Simultáneamente a estos tremendos esfuerzos contra la entrega de los recursos naturales y la devastación de los territorios, los políticos gubernamentales, varios gobernadores, acompañan el evento minero y la oposición partidaria, la UCR, la Coalición Cívica y el PRO se ocupan de entorpecer la recuperación estatal de un sistema de jubilación privada que fue otra de las vergüenzas nacionales de los ’90. Elisa Carrió, que hace un tiempo advertía acerca de los que “vienen por nuestros recursos”, cuando “los que vienen” ya están en casa festejando se ocupa de convocar a su partido para oponerse a una medida que, en todo caso, se debe discutir en el Congreso y no en la calle. Mientras un número importante de argentinos busca todos los medios para convencer a la esquiva ciudad de que éste es el momento no sólo para indignarse, sino para terminar con esta producción devastadora usando todos los medios legales (en siete provincias ya hay legislación que la prohíbe), los políticos siguen sus propias, ciegas y sordas lógicas.
A pesar de todo, un fuerte sentido “decolonial” se expande por las poblaciones más sensibles: habitantes de las pequeñas ciudades cordilleranas, comunidades de científicos responsables, artistas, periodistas y muchos, muchos jóvenes que tratan tenazmente de evitar la catástrofe.

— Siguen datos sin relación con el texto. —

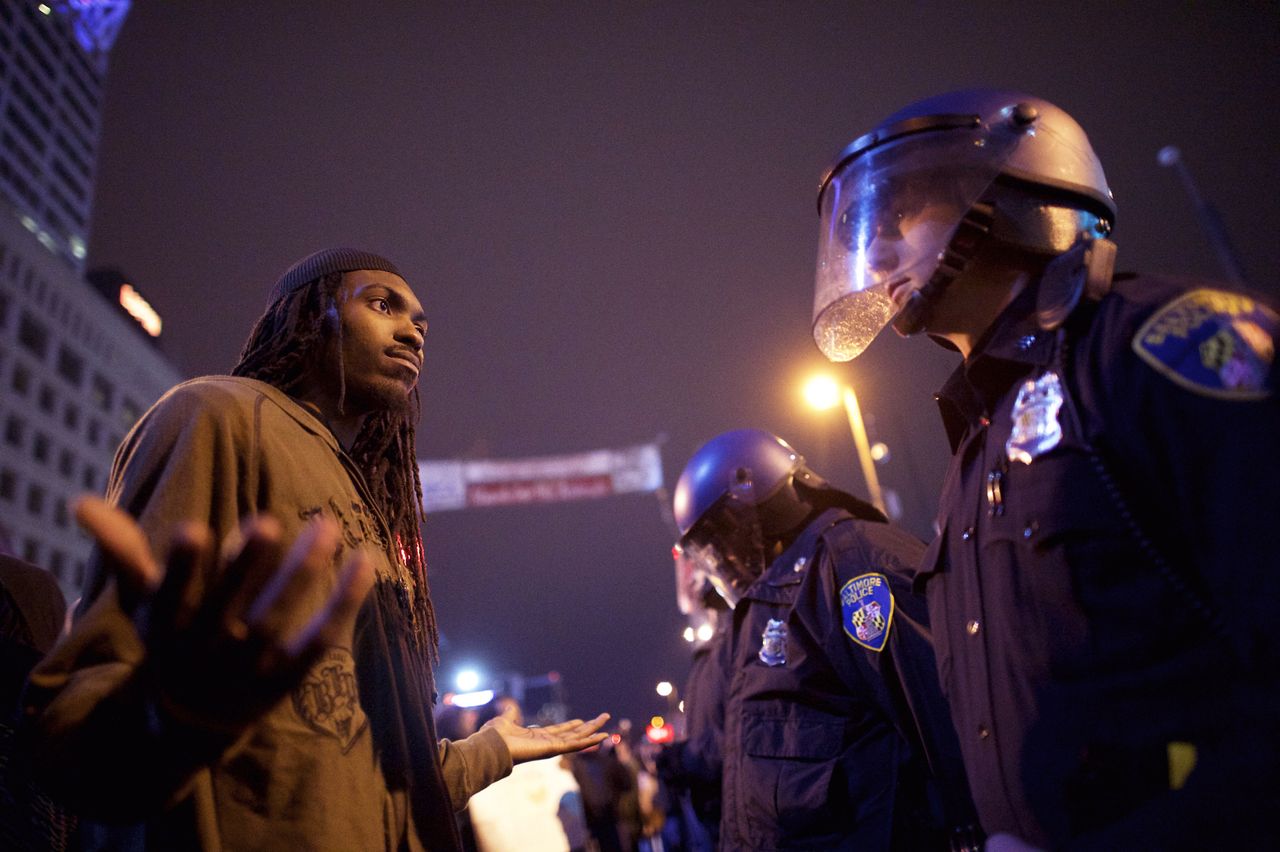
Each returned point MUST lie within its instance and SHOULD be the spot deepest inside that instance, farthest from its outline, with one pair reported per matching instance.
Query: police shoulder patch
(867, 609)
(1212, 342)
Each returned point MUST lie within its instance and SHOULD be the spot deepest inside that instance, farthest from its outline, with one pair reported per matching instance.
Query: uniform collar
(1013, 347)
(789, 567)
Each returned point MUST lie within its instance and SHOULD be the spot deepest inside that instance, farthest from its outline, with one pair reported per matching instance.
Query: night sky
(608, 214)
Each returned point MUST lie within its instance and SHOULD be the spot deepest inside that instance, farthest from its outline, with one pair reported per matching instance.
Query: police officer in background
(836, 736)
(1104, 585)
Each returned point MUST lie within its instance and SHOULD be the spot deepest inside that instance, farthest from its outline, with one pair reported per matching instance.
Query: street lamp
(824, 393)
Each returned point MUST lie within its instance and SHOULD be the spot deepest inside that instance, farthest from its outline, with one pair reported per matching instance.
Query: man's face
(383, 326)
(905, 247)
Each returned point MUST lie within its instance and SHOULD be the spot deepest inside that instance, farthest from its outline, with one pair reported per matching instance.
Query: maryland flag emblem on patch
(1214, 343)
(867, 605)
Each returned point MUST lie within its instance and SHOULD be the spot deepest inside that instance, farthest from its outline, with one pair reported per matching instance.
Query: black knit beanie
(324, 261)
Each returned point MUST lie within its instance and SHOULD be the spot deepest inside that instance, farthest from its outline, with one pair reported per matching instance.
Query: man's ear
(332, 319)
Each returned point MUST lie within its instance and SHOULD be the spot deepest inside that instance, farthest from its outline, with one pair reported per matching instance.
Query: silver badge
(773, 646)
(1036, 427)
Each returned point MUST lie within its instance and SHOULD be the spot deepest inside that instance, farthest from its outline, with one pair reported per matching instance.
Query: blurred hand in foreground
(228, 637)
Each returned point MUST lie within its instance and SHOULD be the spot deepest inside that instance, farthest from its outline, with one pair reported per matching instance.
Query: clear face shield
(727, 543)
(694, 591)
(886, 218)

Ignacio Lewkowicz, quien nos hablaba de las consecuencias de la catástrofe, se preguntaba (en PáginaI12, 11/7/2002): “¿Qué sucede con la catástrofe? Si el trauma es concebido como el impasse en una lógica (...) la catástrofe sería algo así como el retorno al no ser. Es posible pensarla como una dinámica que produce desmantelamiento sin armar otra lógica distinta pero equivalente en su función articuladora. De esta manera, lo decisivo de la causa que desmantela es que no se retira (...) Por eso mismo, no hay ni esquemas previos ni esquemas nuevos capaces de iniciar o reiniciar el juego. Hay sustracción, mutilación, devastación. Se ha producido una catástrofe”.
* Profesora e investigadora del Instituto Gino Germani, Facultad de Ciencias Sociales (UBA).